Maxwell-Boltzmann distribution most probable speed

Question

In my thermodynamics lecture we deduced the Maxwell-Boltzmann distribution, $$ f_{MB}(\vec{p}) = n\left(\frac{1}{2\pi m k_bT} \right)^\frac{3}{2}\exp \left[-\frac{(\vec{p} -\vec{p}_0)^2}{2 m k_b T}\right]. $$ Where $d^3p\, f_{MB}(\vec{p})$, if I understand correctly, gives the particle density of the particles with a momentum close to $\vec{p}$.

Now, to get the most probable speed in the system $\bar v$ we must, according to my professor, compute the velocity associated with the most probable momentum $\bar p$, which is itself given by: $$ \frac{\partial}{\partial p} [4 \pi p^2 f_{MB}(p)]|_{\bar p} = 0 $$ Why do we add the factor $4 \pi p^2$? Why is the most probable velocity not simply given by $\frac{\partial}{\partial p} [f_{MB}(p)]|_{\bar p} = 0 $ (which corresponds to the momentum with the highest associated particle density)?

Answer 1

There's an important abuse of notation happening in your question. Initially, $f_{MB}$ is the probability density associated to the momentum $\vec p$ - which means that the probability of the momentum being in some small volume $\mathrm d^3p$ centered at $\vec p$ is given by $f_{MB}(\vec p) \mathrm d^3p$.

On the other hand, you might be interested in $\mathcal F_{MB}(p)$, which is the probability density associated to the magnitude of the momentum. This means that the probability that the magnitude of the momentum is in some small interval $\mathrm dp$ centered at $p$ is given by $\mathcal F_{MB}(p) \mathrm dp$. It is this function whose maximum occurs at the most probable value for the magnitude of the momentum.

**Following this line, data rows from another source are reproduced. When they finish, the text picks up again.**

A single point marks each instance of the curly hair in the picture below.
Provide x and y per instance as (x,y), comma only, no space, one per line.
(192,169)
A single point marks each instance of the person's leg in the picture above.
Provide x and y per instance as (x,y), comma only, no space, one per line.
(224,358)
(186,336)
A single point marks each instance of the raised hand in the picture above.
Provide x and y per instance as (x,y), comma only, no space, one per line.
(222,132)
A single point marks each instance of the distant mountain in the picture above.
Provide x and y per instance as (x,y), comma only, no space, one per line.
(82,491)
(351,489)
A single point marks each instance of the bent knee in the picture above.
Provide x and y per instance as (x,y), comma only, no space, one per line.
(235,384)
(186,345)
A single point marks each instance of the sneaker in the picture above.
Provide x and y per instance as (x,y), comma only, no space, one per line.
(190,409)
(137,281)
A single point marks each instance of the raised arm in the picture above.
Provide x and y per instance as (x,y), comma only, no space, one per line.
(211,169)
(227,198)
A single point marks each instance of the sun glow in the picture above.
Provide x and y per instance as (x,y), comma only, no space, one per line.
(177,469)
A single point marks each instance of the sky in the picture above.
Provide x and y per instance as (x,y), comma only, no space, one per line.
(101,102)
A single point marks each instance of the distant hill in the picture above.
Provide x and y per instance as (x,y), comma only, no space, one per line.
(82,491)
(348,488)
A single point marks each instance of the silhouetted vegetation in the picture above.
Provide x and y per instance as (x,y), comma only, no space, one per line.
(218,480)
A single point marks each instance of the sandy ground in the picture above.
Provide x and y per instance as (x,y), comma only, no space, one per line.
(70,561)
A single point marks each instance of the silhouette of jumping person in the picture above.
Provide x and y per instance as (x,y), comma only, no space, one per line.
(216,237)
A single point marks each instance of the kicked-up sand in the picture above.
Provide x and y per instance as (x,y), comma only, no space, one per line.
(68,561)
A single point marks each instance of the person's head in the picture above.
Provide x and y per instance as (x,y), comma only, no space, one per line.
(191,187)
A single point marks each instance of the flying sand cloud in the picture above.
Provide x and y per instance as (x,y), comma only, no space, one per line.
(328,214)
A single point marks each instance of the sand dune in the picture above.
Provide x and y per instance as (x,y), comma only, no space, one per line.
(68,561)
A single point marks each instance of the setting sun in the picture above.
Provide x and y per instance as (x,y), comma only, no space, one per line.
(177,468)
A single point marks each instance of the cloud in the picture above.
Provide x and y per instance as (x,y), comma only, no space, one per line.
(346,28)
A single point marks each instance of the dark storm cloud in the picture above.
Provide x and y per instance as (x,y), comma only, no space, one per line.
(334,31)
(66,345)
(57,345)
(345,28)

Your confusion lies in the fact that you use the same notation for both functions. In fact, the probability that the magnitude of the momentum lies between $p$ and $p+\mathrm dp$ is the same as the probability that the (vector-valued) momentum itself lies in the spherical shell whose inner and outer radii are $p$ and $p+\mathrm dp$. That is,

$$\mathcal F_{MB}(p) \mathrm dp= \int \mathrm d\Omega \ f_{MB}(p,\theta,\phi) p^2 \mathrm dp$$

Since $f_{MB}$ doesn't depend on $\theta$ or $\phi$, the integral simply yields a factor of $4\pi$ and your result follows from there.

Answer 2

The equation you have written is the distribution of the momentum vector. Clearly, the most probable vector is $\vec{p}_0$, and if the system is stationary, i.e., $\vec{p}_0=$, then the most probable momentum is zero: a momentum vector has equal probability to point in any direction, and on average it points to nowhere. The most probable vector is not much of interest, as you can see.

Suppose, however, that we want the most probable magnitude of the vector independently of where it points. A momentum vector of fixed magnitude $p$ draws a sphere of radius $p$ whose surface, $4\pi p^2$, is proportional to the number of particles with that momentum. That's where this factor comes from.